Using zope.catalog

Basic Usage

Let’s look at an example:

>>> from zope.catalog.catalog import Catalog
>>> cat = Catalog()

We can add catalog indexes to catalogs. A catalog index is, among other things, an attribute index. It indexes attributes of objects. To see how this works, we’ll create a demonstration attribute index. Our attribute index will simply keep track of objects that have a given attribute value. The catalog package provides an attribute-index mix-in class that is meant to work with a base indexing class. First, we’ll write the base index class:

>>> import persistent, BTrees.OOBTree, BTrees.IFBTree, BTrees.IOBTree
>>> import zope.interface, zope.index.interfaces

>>> @zope.interface.implementer(
...         zope.index.interfaces.IInjection,
...         zope.index.interfaces.IIndexSearch,
...         zope.index.interfaces.IIndexSort,
...         )
... class BaseIndex(persistent.Persistent):
...
...     def clear(self):
...         self.forward = BTrees.OOBTree.OOBTree()
...         self.backward = BTrees.IOBTree.IOBTree()
...
...     __init__ = clear
...
...     def index_doc(self, docid, value):
...         if docid in self.backward:
...             self.unindex_doc(docid)
...         self.backward[docid] = value
...
...         set = self.forward.get(value)
...         if set is None:
...             set = BTrees.IFBTree.IFTreeSet()
...             self.forward[value] = set
...         set.insert(docid)
...
...     def unindex_doc(self, docid):
...         value = self.backward.get(docid)
...         if value is None:
...             return
...         self.forward[value].remove(docid)
...         del self.backward[docid]
...
...     def apply(self, value):
...         set = self.forward.get(value)
...         if set is None:
...             set = BTrees.IFBTree.IFTreeSet()
...         return set
...
...     def sort(self, docids, limit=None, reverse=False):
...         key_func = lambda x: self.backward.get(x, -1)
...         for i, docid in enumerate(
...                  sorted(docids, key=key_func, reverse=reverse)):
...             yield docid
...             if limit and i >= (limit - 1):
...                 break

The class implements IInjection to allow values to be indexed and unindexed and IIndexSearch to support searching via the apply method.

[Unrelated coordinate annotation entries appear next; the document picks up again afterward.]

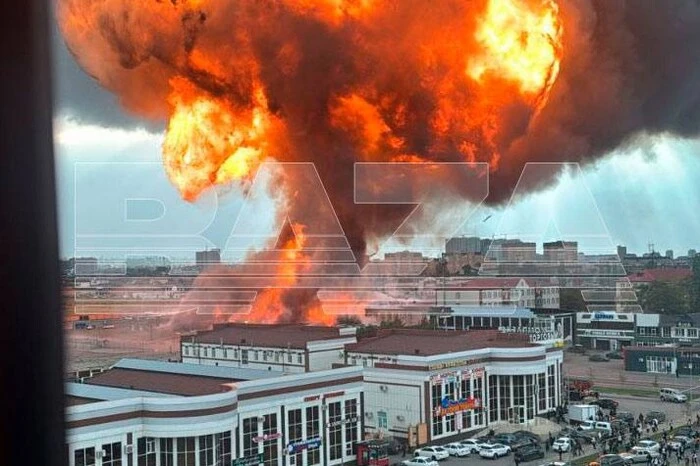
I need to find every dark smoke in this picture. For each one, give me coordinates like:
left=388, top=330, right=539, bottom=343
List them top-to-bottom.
left=59, top=0, right=700, bottom=257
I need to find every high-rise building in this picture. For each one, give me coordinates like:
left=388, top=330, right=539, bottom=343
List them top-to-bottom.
left=445, top=236, right=481, bottom=254
left=542, top=241, right=578, bottom=262
left=617, top=245, right=627, bottom=259
left=196, top=249, right=221, bottom=265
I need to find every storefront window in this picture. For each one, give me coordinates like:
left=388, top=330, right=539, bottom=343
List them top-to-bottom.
left=345, top=398, right=358, bottom=456
left=328, top=401, right=343, bottom=461
left=306, top=406, right=321, bottom=466
left=287, top=409, right=304, bottom=465
left=262, top=410, right=278, bottom=466
left=214, top=432, right=231, bottom=465
left=199, top=435, right=214, bottom=466
left=136, top=437, right=156, bottom=466
left=177, top=437, right=195, bottom=466
left=160, top=438, right=175, bottom=466
left=102, top=442, right=122, bottom=466
left=73, top=447, right=95, bottom=466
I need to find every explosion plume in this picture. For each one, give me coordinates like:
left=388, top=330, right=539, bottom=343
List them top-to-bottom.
left=57, top=0, right=700, bottom=324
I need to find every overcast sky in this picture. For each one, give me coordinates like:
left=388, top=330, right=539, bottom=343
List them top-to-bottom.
left=54, top=20, right=700, bottom=257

Now, we can use the AttributeIndex mixin to make this an attribute index:

>>> import zope.catalog.attribute
>>> import zope.catalog.interfaces
>>> import zope.container.contained

>>> @zope.interface.implementer(zope.catalog.interfaces.ICatalogIndex)
... class Index(zope.catalog.attribute.AttributeIndex,
...             BaseIndex,
...             zope.container.contained.Contained,
...             ):
...    pass

Unfortunately, because of the way we currently handle containment constraints, we have to provide ICatalogIndex, which extends IContained. We subclass Contained to get an implementation for IContained.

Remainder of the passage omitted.